# DDPG SIMPLE TAG PETTINGZOO

In [1]:
import ray
import time
import numpy as np
import scipy
import torch
import sklearn
import supersuit as ss
import matplotlib.pyplot as plt
import os
import cv2

%matplotlib inline

from ray import tune
from ray.rllib.algorithms.ddpg import DDPG
from ray.rllib.algorithms.ddpg import DDPGConfig
from ray.rllib.env.wrappers.pettingzoo_env import ParallelPettingZooEnv
from pettingzoo.mpe import simple_tag_v3



In [2]:
def env_creator():
    env = simple_tag_v3.parallel_env(num_good=2, num_adversaries=4, num_obstacles=2, max_cycles=25, continuous_actions=True, render_mode="rgb_array")
    env = ss.pad_observations_v0(env)
    env = ss.pad_action_space_v0(env)
    env = ss.frame_stack_v1(env, 3)
    env = ss.dtype_v0(env, np.float32)  # Ensure observations are float32
    return env

env = env_creator()
ray.init()

2024-11-11 08:37:12,141	INFO worker.py:1673 -- Started a local Ray instance.


0,1
Python version:,3.10.13
Ray version:,2.8.0


In [3]:
print("Observation Spaces:")
for agent in env.possible_agents:
    print(f"{agent}: {env.observation_space(agent)}")

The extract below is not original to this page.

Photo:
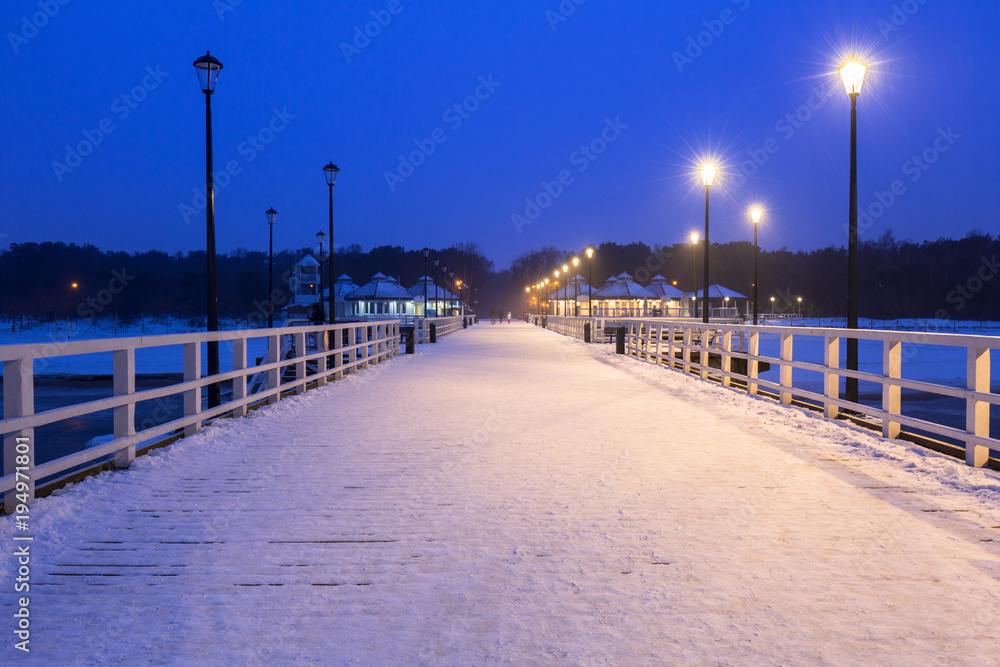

print("\nActual Observations:")
observations = env.reset()
for agent, obs in observations[0].items():
    print(f"{agent}: shape={obs.shape}, dtype={obs.dtype}, min={obs.min()}, max={obs.max()}")

Observation Spaces:
adversary_0: Box(-inf, inf, (66,), float32)
adversary_1: Box(-inf, inf, (66,), float32)
adversary_2: Box(-inf, inf, (66,), float32)
adversary_3: Box(-inf, inf, (66,), float32)
agent_0: Box(-inf, inf, (66,), float32)
agent_1: Box(-inf, inf, (66,), float32)

Actual Observations:
adversary_0: shape=(66,), dtype=float32, min=-1.3043397665023804, max=0.691358208656311
adversary_1: shape=(66,), dtype=float32, min=-1.670365333557129, max=0.970991313457489
adversary_2: shape=(66,), dtype=float32, min=-0.505263090133667, max=1.165102243423462
adversary_3: shape=(66,), dtype=float32, min=-0.49872809648513794, max=1.4474895000457764
agent_0: shape=(66,), dtype=float32, min=-0.8476895689964294, max=1.5410290956497192
agent_1: shape=(66,), dtype=float32, min=-1.1252126693725586, max=0.5451526641845703


In [4]:
for agent in env.possible_agents:
    print(agent, env.observation_space(agent))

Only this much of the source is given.